Controlling social media in the office is such a tough agenda to set that many companies avoid it. Not creating strict guidelines for acceptable usage, however, can lead towards a myriad of problems, some of which follow.
Low productivity
Employees who actively chat online, are basically engaging in activities that compete with work projects that should be getting their undivided attention. While interactions with their online contacts can often be as simple and uncomplicated as sending a smiley face, many have heated and often argumentative social media exchanges, which can be a major distraction. They can also leave those engaged in them in a down mood.
The overall emotional impact on a staff member embroiled in a virtual disagreement can be anything from mildly depressed to totally distracted by something not at all related to the responsibilities they’re being paid to perform.

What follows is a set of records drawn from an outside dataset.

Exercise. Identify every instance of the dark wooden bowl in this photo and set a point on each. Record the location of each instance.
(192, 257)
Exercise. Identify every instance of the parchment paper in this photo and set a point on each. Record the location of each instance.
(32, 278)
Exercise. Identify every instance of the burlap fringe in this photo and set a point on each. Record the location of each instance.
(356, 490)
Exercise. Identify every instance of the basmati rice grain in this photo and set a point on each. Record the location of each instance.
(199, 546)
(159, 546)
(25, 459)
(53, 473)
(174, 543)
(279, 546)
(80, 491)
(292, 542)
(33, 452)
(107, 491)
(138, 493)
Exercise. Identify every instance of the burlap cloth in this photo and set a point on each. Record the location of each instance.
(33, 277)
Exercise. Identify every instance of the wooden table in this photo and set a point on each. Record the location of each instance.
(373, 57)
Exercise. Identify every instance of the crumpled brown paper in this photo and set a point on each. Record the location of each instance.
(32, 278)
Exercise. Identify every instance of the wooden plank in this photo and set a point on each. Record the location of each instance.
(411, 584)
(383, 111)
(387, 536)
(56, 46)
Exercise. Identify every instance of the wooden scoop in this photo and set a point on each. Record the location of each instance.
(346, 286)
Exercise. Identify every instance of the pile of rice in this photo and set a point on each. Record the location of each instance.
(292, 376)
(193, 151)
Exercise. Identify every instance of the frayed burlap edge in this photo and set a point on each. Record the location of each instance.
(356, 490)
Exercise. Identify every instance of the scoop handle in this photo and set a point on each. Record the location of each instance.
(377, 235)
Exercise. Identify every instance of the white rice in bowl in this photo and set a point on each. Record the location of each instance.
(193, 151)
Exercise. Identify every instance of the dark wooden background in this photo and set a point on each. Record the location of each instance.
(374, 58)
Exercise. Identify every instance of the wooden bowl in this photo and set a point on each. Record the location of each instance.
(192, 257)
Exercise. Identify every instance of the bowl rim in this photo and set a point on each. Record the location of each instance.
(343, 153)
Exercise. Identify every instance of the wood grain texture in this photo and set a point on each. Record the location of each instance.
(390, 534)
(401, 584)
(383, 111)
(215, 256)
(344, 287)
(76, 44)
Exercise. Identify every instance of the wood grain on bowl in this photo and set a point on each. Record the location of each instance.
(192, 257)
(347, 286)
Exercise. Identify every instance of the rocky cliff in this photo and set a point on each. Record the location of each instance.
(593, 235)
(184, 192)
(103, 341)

Divided attention spans and concentration
It’s nearly impossible to entirely restrict employees from using their devices in today’s app centered culture. unfortunately. Not allowing anyone in an office to use social media sites, can actually create an atmosphere in which everyone’s constantly secretly engaged in online exchanges with friends or even other colleagues. Structuring social media use, on the other hand, can be an effective digital business platform.
Some companies have been successful at designating specific time periods when texting and engaging in online activity of a personal nature is okay. An employee who knows that they’re going to get a free moment soon to pick up their phone and catch up with the latest posts on their social media profile may be more able to concentrate on their work.

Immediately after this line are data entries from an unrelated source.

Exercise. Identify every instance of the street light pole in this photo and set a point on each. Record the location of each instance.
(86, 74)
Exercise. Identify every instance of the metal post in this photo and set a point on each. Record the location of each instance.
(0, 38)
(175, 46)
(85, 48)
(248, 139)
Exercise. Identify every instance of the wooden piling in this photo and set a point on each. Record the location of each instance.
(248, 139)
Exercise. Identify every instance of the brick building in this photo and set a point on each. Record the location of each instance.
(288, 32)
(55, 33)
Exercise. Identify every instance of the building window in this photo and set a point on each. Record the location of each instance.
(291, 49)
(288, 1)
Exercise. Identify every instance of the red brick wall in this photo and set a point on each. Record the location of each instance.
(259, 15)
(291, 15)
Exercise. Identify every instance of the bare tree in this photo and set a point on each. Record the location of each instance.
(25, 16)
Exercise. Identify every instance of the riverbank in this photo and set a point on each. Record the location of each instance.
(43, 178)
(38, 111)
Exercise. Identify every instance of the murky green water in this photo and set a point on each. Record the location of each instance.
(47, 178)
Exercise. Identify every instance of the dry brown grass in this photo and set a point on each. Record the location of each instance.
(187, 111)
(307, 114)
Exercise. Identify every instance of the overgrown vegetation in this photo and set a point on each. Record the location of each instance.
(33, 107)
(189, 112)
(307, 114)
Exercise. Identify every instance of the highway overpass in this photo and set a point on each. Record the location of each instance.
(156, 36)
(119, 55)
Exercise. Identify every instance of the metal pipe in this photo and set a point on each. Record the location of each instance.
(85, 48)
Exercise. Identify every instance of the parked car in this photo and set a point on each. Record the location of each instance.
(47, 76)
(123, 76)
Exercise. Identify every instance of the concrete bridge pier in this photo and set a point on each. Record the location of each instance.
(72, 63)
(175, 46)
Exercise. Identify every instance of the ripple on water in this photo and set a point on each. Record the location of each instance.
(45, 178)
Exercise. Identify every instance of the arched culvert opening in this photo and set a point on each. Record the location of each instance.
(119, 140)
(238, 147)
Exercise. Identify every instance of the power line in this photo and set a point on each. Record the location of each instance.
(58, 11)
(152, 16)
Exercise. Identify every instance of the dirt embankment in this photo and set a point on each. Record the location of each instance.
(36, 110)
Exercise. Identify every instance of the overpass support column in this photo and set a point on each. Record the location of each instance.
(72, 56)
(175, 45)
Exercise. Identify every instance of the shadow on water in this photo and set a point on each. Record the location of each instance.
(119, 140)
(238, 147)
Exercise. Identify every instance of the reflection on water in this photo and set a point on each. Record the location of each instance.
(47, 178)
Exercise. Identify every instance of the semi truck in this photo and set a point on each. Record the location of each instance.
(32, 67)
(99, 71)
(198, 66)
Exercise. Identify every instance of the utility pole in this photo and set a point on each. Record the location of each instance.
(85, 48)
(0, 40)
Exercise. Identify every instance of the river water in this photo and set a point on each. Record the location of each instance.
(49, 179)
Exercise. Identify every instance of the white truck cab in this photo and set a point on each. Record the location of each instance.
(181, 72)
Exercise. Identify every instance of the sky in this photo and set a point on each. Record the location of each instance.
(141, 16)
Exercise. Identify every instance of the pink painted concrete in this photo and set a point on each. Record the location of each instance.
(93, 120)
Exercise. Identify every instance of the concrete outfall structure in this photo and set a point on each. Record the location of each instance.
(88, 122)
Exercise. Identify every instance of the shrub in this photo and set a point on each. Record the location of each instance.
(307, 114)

Data from Pew Research shows that allowing reasonable social media access can create a more dynamic work space. It can give staff members an emotional boost that can have a positive influence on the their job performance. It really comes down to individual personalities, however. For many, even knowing that they’ll get time to interact on social media later, is not enough to stop them from grabbing for their devices whenever they vibrate. Some employees will remain distracted by alarm notifications from friends.
It exposes a company to hacking and phishing schemes
Someone who keeps an active bio on a site such as Linkedin provides confidential information about where they work and their title that can ultimately enable phishing schemes in which corporate information scraped off their profile is used to phish for further information. Hackers don’t need a lot of information about a company to pose as members of in-house IT teams and make illegitimate requests for username and password updates.

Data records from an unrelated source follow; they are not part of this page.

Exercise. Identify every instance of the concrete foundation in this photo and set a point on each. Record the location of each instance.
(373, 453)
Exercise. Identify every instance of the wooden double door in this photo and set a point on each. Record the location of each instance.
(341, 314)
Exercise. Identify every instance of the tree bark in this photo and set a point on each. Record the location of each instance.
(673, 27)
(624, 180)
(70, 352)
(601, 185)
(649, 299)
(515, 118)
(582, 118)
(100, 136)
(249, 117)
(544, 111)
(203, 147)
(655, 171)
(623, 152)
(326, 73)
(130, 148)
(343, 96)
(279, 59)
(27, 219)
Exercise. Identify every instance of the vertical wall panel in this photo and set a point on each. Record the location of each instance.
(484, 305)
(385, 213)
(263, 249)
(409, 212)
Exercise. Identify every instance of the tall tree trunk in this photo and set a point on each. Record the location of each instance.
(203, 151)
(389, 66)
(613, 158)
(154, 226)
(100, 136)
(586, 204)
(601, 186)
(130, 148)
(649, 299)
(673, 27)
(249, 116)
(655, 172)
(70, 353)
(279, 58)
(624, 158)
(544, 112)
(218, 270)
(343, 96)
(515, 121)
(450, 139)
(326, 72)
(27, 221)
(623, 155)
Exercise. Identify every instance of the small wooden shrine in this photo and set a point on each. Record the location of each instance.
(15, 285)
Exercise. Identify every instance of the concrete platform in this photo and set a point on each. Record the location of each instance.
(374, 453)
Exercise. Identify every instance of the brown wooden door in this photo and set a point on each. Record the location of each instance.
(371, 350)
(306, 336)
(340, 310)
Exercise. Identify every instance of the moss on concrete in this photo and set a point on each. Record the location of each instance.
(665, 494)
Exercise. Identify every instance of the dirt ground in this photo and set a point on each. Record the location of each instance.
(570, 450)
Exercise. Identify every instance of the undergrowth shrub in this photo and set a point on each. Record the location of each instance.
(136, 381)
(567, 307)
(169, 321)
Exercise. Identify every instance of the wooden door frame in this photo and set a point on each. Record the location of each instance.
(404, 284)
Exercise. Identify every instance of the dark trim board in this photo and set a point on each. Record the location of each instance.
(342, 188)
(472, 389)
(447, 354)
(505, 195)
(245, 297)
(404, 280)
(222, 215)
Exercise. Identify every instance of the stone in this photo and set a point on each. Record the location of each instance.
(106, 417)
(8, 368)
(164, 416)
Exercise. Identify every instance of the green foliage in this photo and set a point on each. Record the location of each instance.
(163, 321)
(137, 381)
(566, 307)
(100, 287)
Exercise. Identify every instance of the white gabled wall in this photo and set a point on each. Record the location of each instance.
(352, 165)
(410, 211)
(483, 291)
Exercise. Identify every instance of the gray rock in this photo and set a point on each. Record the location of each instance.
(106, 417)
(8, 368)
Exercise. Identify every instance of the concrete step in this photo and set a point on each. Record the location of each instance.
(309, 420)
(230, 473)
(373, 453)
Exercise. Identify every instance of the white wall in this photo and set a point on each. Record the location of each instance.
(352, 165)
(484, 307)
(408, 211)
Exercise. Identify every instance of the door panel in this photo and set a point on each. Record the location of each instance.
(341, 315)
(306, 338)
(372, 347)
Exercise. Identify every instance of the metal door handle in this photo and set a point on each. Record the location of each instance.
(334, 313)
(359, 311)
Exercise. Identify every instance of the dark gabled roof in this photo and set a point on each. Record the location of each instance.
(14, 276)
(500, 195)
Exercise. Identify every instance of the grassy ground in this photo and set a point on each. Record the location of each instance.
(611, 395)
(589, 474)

Hackers also commonly take control of social media accounts and make malicious posts before companies even notice. Blue Coat Systems recently reported that the average data breach can cost a small business as much as $10,000 to recover from.
Social media is an omnipresent part of modern life. It’s a safe bet that employees won’t cut off all contact with popular apps when they enter their offices. It may be impossible for a company to completely control employees usage of them. Even if the decision is made to run a tightly controlled workplace that doesn’t enable employees to easily use it, social media has become an essential tool that companies use to promote their brands.
Rather than trying to limit its role, it’s may be more practical for every company to know to what extent it wants social media to play in its culture and create clear policy around it that its team is conscious of and on board with.